Probably the review I treasure the most. My little 1988 publication, ‘Hanging in the Balance’, was the biggest writing risk I had taken, exposing myself to possible ridicule, scathing criticism or, perhaps the worst, a complete lack of interest.

Ed Drummond, who died earlier this year, was – is – a legend in climbing circles, being described by the British Mountaineering Council as ‘… one of the greatest characters ever to grace the British climbing scene’. Among his many achievements, in 1968 he pioneered a classic route on the Anglesea sea cliffs and gave it the beautiful name of ‘A Dream of White Horses’; in 1978 he was arrested after scaling Nelson’s Column as an anti-apartheid protest; and later nearly froze to death spending 14 perilous days alone on Yosemite’s huge face of El Capitan attempting the first solo ascent of North America Wall.

“… Who can say when or how hope springs? Today, like a ray of sunlight, a small book has landed on my desk … It may already be a collector’s item … For there is a breath of humanity in this book … Having this book in my hands for half an hour was like sitting on the grass with my back against a tree.
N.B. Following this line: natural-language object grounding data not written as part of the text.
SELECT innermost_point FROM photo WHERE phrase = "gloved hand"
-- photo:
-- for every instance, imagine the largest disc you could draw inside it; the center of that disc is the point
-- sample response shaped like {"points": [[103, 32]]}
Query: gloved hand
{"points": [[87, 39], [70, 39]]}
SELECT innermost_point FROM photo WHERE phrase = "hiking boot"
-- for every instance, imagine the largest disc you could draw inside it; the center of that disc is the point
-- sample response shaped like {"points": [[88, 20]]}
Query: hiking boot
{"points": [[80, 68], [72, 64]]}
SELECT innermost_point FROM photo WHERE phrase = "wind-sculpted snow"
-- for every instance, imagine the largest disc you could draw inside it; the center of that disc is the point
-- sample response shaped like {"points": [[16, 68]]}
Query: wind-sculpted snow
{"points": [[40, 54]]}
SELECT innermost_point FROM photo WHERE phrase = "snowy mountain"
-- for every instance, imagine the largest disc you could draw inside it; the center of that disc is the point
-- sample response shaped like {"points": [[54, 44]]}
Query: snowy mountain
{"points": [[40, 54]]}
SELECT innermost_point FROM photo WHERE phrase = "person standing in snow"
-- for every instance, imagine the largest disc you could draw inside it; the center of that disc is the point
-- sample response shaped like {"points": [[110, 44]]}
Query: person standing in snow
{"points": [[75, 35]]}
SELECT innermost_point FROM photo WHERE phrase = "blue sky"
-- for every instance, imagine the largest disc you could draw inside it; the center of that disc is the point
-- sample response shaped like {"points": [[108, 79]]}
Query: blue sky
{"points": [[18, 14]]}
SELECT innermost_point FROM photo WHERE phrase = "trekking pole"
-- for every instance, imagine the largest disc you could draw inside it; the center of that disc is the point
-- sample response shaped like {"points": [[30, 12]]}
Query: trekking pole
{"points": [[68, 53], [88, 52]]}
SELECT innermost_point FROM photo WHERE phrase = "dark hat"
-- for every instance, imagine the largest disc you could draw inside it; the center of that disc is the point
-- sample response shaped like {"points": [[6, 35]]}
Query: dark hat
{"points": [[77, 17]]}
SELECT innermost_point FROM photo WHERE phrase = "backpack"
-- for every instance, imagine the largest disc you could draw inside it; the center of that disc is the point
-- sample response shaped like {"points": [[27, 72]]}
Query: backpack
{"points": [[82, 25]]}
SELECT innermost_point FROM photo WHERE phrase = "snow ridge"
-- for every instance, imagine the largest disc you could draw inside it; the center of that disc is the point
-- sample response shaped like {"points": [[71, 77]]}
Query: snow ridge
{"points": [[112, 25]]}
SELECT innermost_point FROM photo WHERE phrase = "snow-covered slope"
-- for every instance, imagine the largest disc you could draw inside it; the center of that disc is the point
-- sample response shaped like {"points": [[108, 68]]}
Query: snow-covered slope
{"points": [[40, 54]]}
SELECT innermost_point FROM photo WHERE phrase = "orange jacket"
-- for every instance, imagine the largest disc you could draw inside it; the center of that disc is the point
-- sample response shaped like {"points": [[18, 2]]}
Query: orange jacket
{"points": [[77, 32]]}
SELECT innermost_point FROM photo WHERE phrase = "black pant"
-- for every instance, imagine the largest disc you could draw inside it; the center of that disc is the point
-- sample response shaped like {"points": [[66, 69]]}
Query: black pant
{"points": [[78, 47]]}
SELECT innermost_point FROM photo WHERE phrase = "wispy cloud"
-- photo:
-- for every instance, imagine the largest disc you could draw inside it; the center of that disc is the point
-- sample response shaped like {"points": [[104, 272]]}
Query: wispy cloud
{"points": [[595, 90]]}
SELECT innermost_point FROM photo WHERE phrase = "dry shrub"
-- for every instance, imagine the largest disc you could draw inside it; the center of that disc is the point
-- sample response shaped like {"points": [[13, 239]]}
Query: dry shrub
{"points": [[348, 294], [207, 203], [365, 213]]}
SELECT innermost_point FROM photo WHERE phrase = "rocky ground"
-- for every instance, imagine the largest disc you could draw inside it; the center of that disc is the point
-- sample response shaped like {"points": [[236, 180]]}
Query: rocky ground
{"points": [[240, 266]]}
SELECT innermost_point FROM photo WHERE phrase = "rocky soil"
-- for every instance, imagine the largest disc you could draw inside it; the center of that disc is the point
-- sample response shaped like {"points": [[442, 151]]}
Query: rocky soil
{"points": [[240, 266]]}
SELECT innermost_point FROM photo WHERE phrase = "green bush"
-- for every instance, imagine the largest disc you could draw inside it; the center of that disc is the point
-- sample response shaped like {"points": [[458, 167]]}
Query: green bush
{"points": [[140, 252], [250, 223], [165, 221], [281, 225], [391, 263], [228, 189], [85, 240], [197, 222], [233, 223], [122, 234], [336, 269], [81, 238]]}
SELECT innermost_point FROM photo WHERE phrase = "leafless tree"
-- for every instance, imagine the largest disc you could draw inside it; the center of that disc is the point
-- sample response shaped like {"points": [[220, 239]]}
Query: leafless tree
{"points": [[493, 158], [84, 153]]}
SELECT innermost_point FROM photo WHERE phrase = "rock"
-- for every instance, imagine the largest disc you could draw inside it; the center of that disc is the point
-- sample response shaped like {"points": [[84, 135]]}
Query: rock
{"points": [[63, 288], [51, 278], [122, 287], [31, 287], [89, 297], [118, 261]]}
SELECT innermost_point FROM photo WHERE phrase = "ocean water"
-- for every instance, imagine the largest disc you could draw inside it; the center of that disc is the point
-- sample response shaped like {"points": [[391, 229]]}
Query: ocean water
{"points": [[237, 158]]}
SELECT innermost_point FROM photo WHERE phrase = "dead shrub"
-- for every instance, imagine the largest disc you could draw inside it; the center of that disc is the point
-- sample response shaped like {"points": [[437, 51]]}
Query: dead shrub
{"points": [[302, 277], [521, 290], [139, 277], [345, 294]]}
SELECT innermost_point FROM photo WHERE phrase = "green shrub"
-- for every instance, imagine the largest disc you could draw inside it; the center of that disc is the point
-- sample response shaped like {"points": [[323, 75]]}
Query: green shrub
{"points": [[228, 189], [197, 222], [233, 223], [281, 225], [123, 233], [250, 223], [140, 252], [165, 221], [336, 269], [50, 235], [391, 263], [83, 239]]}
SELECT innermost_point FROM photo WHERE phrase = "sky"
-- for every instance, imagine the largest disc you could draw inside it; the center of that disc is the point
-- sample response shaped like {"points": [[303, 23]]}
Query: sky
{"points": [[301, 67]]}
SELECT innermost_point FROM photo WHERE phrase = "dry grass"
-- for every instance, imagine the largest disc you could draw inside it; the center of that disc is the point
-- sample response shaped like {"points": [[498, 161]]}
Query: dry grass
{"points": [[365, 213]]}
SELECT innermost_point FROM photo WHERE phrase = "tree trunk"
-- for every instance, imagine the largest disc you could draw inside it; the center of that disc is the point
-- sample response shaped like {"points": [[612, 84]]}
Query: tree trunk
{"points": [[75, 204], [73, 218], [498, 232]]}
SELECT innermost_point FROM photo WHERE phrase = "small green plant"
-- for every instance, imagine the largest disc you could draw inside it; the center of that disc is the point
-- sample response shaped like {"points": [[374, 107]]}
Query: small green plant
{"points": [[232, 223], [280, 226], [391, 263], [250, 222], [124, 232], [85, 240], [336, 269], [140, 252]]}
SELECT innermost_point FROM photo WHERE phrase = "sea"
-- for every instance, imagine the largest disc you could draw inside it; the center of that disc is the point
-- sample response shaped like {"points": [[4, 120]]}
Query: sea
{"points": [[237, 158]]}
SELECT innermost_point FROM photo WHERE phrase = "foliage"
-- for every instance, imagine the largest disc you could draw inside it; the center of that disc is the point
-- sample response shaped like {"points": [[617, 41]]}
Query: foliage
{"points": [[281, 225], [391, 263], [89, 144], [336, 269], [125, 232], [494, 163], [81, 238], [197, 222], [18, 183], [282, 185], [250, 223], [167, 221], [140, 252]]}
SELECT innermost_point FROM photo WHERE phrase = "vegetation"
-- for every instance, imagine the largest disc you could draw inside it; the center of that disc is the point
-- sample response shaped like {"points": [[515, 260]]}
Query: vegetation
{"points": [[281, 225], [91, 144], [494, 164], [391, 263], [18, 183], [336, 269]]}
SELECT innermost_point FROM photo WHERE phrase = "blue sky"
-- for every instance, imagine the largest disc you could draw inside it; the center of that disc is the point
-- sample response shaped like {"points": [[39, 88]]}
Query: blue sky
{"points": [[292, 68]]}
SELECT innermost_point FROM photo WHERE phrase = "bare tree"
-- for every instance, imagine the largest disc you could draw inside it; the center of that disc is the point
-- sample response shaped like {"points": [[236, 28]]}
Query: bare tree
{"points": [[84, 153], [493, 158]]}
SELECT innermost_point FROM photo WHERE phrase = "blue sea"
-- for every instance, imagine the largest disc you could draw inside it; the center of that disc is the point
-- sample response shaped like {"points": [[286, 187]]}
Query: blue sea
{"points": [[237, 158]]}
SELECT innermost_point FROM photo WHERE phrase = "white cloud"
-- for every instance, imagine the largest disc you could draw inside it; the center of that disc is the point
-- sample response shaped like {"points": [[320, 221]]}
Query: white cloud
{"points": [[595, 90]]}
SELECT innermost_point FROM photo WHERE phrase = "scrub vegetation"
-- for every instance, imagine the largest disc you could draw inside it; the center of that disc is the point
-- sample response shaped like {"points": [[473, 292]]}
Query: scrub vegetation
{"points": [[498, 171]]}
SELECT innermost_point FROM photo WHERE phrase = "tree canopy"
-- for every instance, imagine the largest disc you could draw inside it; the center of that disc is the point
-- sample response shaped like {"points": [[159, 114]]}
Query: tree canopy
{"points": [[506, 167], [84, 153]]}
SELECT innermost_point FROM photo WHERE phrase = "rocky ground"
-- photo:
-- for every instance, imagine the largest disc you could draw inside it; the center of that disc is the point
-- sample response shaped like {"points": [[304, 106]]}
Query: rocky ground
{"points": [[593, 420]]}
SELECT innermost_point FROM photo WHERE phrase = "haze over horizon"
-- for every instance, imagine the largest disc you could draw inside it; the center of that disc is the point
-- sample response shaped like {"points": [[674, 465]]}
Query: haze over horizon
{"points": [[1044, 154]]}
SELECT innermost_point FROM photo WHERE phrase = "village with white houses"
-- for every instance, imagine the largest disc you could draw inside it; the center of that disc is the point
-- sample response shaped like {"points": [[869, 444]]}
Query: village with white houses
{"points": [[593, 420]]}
It made me sway…” Ed Drummond, Mountain, 1988.

Obtaining that review from Drummond in the then leading mag, ‘Mountain’, let alone such an eloquent and glowing one, was beyond any expectation I could possibly have dreamed of.

It gave me confidence in my writing and judgement and still does in moments of doubt. It is one of the spurs to my continuing writing and significantly extending ‘Hanging‘ into ‘While Giants Sleep

A couple of years after his review appeared in ‘Mountain’ I was out running along Frogatt Edge on an early autumn evening and saw a lone climber delicately and gracefully picking his way down the steepest section of the cliff.

I recognised him as Ed Drummond, introduced myself and had the chance to thank him for the magnificent boost his review had given me. And then we sat chatting on the boulders as the sunlight drained from Sunset Slab and the chill of evening came stepping in

What an amazing, larger than life character he was!